# TydiQA - support for boolean questions

Here we assume that you have used `run_mrc.py` with the `--do_boolean` option to decode the TydiQA dataset with full support for boolean questions.  See top-level README.md. There are four stages in the process:

1. MRC (**M**achine **R**eading **C**omprehension) - given a question and and answer, find a representative span that may contain a short answer.  This is analyzed in detail in the `tydiqa.ipynb`
2. QTC (**Q**uestion **T**ype **C**lassification) - given the question, decide if it is `boolean` or `short_answer`
3. EVC (**Ev**idence **C**lassifier) - given a question and a short answer span, decide the short answer span supports `yes` or `no`.  This is analyzed in more detail in `evc.ipynb`.
4. SN (**S**core **N**ormalization) - span scores may have different dynamic ranges according as whether the question is `boolean` or `short_anwer`.  Normalize them uniformally to $[0,1]$

In this notebook, we will show what happened internally in each step of the operation by looking at intermediate files from the experiment.

# Intermediate files

We will load some output/intermediate files from a recent command-line experiment with command
```
python examples/mrc/run_mrc.py --model_name_or_path PrimeQA/tydiqa-primary-task-xlm-roberta-large \
       --output_dir ${OUTPUT_DIR} --fp16 --do_eval \
       --per_device_eval_batch_size 128 --overwrite_output_dir \
       --postprocessor primeqa.boolqa.processors.postprocessors.extractive.ExtractivePipelinePostProcessor \
       --do_boolean --boolean_config examples/boolqa/tydi_boolqa_config.json
```

In [2]:
mrc_file=f'{base}/eval_predictions.json'
qtc_file=f'{base}/qtc/eval_predictions.json'
evc_file=f'{base}/evc/eval_predictions.json'
out_file=f'{base}/sn/eval_predictions_processed.json'

# Display helper

Our intermediate files have many fields - to display them better we use a helper routine to convert to dataframes.

In [3]:
from primeqa.boolqa.processors.dataset.mrc2dataset  import create_dataset_from_run_mrc_output

from datasets import ClassLabel, Sequence
from numpy.random import permutation
import pandas as pd
from IPython.display import display, HTML

# Based on https://github.com/huggingface/notebooks/blob/main/examples/question_answering.ipynb
def show_balanced_examples(dataset, perm, groups, nrows, maxchars, cols):
    df = pd.DataFrame(dataset)
    dfp = df.iloc[perm] # shuffle
    dfg = dfp.groupby(groups)
    df_todisplay = dfg.head(nrows)[cols]
    if 'passage_answer_text' in cols:
        df_todisplay['passage_answer_text'] = df_todisplay['passage_answer_text'].str.slice(0,maxchars) + '...'
    display(HTML(df_todisplay.to_html()))

# Samples of MRC output

Here we show `question`'s and the predicted answer `span_answer_text` for the random examples (one from each language.)  This is at the initial stage of question answering - a purely extractive system.  The confidence in the span answer is given by `span_answer_score`, which is a function of various other logits available in the file.

In [4]:
eval_examples=create_dataset_from_run_mrc_output(mrc_file, unpack=False)
random_idxs = permutation(len(eval_examples))

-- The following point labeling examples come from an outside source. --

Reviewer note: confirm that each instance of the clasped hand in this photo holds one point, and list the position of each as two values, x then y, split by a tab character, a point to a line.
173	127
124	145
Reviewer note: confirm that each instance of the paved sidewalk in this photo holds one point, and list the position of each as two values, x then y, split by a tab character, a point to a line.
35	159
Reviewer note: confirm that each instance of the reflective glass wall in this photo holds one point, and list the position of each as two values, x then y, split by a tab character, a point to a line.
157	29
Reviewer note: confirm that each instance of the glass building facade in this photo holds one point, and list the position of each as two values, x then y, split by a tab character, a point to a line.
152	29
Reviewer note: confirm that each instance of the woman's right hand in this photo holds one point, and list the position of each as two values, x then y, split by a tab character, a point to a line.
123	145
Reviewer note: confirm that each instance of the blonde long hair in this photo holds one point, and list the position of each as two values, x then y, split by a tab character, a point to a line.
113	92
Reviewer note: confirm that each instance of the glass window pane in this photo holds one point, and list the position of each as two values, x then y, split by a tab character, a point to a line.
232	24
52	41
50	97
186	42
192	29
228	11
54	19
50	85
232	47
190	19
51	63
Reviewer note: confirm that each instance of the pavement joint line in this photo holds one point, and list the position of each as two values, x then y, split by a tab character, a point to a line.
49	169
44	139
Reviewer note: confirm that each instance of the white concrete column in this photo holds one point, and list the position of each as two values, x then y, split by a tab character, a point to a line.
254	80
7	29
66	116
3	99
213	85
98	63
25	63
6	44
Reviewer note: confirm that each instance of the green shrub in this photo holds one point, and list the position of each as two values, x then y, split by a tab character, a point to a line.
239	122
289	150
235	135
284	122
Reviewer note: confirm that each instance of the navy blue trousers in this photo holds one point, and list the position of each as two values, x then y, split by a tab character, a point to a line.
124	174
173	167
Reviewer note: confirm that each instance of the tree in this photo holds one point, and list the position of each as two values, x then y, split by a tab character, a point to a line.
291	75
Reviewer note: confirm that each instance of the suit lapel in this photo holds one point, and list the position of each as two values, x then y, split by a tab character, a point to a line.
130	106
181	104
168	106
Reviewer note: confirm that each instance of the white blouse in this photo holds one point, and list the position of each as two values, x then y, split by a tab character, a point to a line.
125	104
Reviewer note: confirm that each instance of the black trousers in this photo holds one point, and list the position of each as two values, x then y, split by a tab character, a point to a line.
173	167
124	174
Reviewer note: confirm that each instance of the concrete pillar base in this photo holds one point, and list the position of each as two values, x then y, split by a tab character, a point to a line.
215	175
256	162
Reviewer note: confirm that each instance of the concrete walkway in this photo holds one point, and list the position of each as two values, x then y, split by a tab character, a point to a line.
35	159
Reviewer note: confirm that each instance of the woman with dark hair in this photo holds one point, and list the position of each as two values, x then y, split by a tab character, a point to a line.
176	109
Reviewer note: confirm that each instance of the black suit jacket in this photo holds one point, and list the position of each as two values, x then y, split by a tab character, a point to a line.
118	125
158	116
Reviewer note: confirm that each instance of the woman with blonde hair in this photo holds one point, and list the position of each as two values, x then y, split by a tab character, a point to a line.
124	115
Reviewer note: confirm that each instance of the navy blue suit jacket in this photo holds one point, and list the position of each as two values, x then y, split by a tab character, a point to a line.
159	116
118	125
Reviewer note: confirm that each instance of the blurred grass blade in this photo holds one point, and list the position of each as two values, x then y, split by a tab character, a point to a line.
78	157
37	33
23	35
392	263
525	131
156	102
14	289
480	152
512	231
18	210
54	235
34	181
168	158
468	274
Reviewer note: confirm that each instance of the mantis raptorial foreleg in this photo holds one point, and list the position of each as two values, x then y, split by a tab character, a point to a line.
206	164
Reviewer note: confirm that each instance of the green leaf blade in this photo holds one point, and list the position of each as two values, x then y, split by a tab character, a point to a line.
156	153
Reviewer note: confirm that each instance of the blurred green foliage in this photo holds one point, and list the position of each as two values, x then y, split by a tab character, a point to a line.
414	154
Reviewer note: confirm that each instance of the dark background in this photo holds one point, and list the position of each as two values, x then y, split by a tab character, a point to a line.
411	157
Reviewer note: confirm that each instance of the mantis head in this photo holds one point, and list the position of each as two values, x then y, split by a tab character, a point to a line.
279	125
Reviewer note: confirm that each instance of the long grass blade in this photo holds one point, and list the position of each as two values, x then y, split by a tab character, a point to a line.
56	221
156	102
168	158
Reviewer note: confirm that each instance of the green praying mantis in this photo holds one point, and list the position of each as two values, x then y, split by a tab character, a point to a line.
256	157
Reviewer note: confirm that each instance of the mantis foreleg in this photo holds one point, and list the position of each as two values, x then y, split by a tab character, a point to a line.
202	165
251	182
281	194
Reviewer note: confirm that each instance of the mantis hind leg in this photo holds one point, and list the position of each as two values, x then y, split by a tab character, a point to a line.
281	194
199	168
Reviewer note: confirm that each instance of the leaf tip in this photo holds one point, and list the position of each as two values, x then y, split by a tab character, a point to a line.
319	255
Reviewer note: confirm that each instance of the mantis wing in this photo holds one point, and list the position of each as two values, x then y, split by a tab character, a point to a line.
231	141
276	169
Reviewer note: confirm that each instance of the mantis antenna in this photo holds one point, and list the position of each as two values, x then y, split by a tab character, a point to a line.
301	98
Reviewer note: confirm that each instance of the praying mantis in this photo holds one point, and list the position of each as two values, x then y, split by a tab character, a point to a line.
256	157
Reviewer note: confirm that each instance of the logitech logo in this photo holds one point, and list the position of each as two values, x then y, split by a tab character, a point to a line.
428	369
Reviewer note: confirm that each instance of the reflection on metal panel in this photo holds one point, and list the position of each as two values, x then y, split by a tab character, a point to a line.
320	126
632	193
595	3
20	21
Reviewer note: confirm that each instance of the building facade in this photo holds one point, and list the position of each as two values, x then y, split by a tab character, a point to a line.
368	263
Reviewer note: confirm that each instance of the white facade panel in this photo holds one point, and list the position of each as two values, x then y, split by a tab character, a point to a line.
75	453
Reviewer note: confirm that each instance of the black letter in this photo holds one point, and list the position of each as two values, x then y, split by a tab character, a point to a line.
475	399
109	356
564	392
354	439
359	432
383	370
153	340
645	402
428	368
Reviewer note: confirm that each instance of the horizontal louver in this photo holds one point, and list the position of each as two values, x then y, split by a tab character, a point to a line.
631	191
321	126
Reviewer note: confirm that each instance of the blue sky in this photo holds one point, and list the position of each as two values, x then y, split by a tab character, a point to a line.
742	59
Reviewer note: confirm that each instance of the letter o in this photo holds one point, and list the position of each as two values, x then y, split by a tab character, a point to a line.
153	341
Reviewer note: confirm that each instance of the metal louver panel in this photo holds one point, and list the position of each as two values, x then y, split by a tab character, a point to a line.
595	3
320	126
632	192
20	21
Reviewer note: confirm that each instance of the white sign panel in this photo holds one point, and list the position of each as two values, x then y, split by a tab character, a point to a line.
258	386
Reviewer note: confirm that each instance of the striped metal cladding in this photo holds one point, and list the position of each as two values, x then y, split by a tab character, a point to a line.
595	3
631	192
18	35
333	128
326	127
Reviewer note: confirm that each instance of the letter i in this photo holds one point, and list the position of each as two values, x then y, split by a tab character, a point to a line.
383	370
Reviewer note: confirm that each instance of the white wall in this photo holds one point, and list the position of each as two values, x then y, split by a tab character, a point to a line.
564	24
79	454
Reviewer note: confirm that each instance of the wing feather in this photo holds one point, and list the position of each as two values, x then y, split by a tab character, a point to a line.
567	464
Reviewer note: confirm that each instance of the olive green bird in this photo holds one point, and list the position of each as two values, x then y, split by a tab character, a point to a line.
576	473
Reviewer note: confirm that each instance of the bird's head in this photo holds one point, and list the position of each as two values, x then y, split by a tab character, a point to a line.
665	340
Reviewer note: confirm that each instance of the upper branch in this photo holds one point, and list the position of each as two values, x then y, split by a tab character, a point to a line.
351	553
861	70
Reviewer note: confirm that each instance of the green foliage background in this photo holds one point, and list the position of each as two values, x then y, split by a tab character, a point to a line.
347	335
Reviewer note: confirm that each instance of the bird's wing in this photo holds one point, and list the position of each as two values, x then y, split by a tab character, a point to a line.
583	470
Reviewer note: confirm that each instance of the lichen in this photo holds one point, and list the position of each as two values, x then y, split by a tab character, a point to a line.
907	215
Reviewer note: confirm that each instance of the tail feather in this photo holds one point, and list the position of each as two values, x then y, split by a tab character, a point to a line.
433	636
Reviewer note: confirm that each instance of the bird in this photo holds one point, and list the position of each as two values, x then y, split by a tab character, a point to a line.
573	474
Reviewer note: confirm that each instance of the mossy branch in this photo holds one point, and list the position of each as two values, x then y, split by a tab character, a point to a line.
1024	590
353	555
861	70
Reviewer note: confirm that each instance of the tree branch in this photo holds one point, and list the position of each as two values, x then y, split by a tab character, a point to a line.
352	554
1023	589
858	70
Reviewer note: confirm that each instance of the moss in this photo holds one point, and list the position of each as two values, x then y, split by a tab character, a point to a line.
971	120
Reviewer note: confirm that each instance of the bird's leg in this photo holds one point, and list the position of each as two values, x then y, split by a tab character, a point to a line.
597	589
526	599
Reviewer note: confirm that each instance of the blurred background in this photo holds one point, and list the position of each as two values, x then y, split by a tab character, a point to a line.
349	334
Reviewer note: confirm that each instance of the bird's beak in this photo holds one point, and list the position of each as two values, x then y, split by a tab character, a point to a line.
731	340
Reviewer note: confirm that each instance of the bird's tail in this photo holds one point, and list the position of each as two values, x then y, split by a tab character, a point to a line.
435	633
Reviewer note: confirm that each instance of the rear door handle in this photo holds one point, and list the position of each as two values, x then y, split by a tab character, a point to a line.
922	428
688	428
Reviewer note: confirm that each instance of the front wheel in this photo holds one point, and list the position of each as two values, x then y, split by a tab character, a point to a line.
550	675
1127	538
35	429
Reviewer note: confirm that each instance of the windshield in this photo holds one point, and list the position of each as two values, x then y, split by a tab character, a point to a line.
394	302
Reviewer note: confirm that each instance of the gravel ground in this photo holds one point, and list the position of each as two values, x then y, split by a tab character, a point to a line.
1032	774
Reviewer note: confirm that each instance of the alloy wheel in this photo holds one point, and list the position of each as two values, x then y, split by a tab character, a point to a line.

cols=['example_id','question','span_answer_text','language', 'span_answer_score']
show_balanced_examples(eval_examples, random_idxs, 'language', 1, 100, cols)

Unnamed: 0,example_id,question,span_answer_text,language,span_answer_score
2991,40d6b689-2367-400b-8696-7b4699319250,Onko seminoleilla oma kieli?,Kieltä puhuvat creekit ja seminolit Oklahomassa ja Floridassa,finnish,-9.770508
103,51b64c30-b88b-4df2-a031-4aea7767cc2b,2018년 한해동안 가장 많은 강수량을 기록한 나라는 어디인가?,대한민국,korean,0.393555
13250,b8ba1fe6-4151-48c6-b01e-9601745f47cd,mata uang apakah yang digunakan di brazil?,Real Brasil,indonesian,6.929688
1950,63da4d5b-c749-4ea4-983b-66175aa4fffd,পশ্চিমবঙ্গের মুর্শিদাবাদ জেলার সদর শহর কোনটি ?,বহরমপুর,bengali,6.760742
3482,d492809f-ee82-499a-83c5-47978f4f2384,2014 వరకి విజయవాడలో అతిపెద్ద కట్టడం ఏది?,నల్లూరి వెంకటేశ్వర్లు,telugu,-7.500366
3465,ef360d58-694c-49b3-b54a-a8751e4caa8d,ローリング・ストーンズはいつ結成した？,1962年4月の,japanese,9.82666
16352,a407bfdb-4209-472f-9023-1d2bde833319,Где разворачивается действие игры Dreamfall Chapters?,"двух параллельных мирах — Старке, антиутопичном будущем Земли, и Аркадии, его магическом мире-двойнике",russian,7.37207
8929,db464794-b7c0-4659-a898-6c3b26b70caa,อีดี อามิน มีภรรยาชื่อว่าอะไร?,มาดินา อามิน,thai,4.783203
2712,9136366d-4825-42bd-bd49-c4cd3f75d673,في أي عام تولى عبد الفتاح السيسي الحكم في مصر؟,2014,arabic,6.96582
14054,2cc55a29-83a6-4224-bfe6-2cde22c5c2ee,Kisiwa cha Pemba kina mitaa mingapi?,980 km².,swahili,0.041016


# Samples of QTC output

At this stage, two fields have been added: `question_type_pred` which is `boolean` if the question is a boolean question, and `short_answer` if the question is not boolean - typically factoid in this dataset.
The other field `question_type_scores` contains the classifier scores (logits) for each class. 
By far the majority of questions in TydiQA are `short_answer`: we present random examples chosen equally from those predicted `boolean` and those predicted `short_answer`.

In [5]:
eval_examples=create_dataset_from_run_mrc_output(qtc_file, unpack=False)
english_eval_examples = eval_examples.filter(lambda x:x['language']=='english')
random_idxs = permutation(len(english_eval_examples))
cols=['example_id','question','question_type_pred', 'question_type_scores']
show_balanced_examples(english_eval_examples, random_idxs, 'question_type_pred', 5, 100, cols)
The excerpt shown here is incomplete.